When Mr. Zhang of central China went to the bank earlier this month to withdraw cash, he found that 134,000 yuan (about $20,000) had inexplicably ended up in his account.
The Beijing Morning Post reported on March 10 that Zhang is in outrage because he suspected the bank was trying to frame him for economic crime.
“My bank card was loaded with more than 100,000 yuan after I withdrew cash twice,” Zhang, who lives in the city of Zhengzhou, Henan Province, said. “It’s scary. I’m suspicious that they are trying to get me to commit a crime so they can frame me.”
The card that Zhang used belongs to a man surnamed Ge, and the account is with the Agricultural Bank of China. Ge had lent the card to Zhang for a business transaction in February. Around Chinese New Year (at the beginning of February), Zhang withdrew 49,000 yuan, but another 49,000 was added to his account by mistake.
When Ge learned of this, he became concerned, and the two men decided to return the money to the bank. Oddly, when Zhang attempted to do so, he was only able to return 4,000 yuan. Ultimately, further transactions caused 134,000 yuan to end up in Zhang’s account.
“If this was just the first time, then it’s probably accidental. But it’s happened on the same card in the space of several days,” Ge told the Beijing Morning Post. Like Zhang, he suspects a trap.
“I could end up becoming the Xu Ting of Henan Province,” he said.
In 2006, Xu Ting of southern China’s Guangdong Province famously tried to run with the 175,000 yuan he had obtained from an ATM he is using. Xu had discovered that for every 1000 yuan (about $150) he withdrew, only 1 yuan would be deducted from his account.

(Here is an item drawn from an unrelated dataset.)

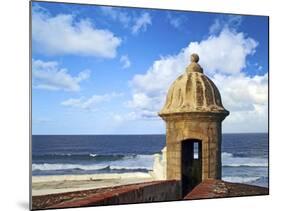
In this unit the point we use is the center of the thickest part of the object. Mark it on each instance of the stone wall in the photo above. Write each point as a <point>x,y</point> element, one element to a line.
<point>168,190</point>
<point>206,129</point>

Xu was eventually caught in November 2007 and sentenced to life in prison. Because of public outrage, the authorities reduced his punishment to 5 years.
Thankfully, Zhang and Ge’s fears were addressed when the Agricultural Bank of China sorted out the issue. On March 9, a bank spokesperson told the Beijing Morning Post that the mistakes had been made by two elderly employees. Their jobs are now suspended.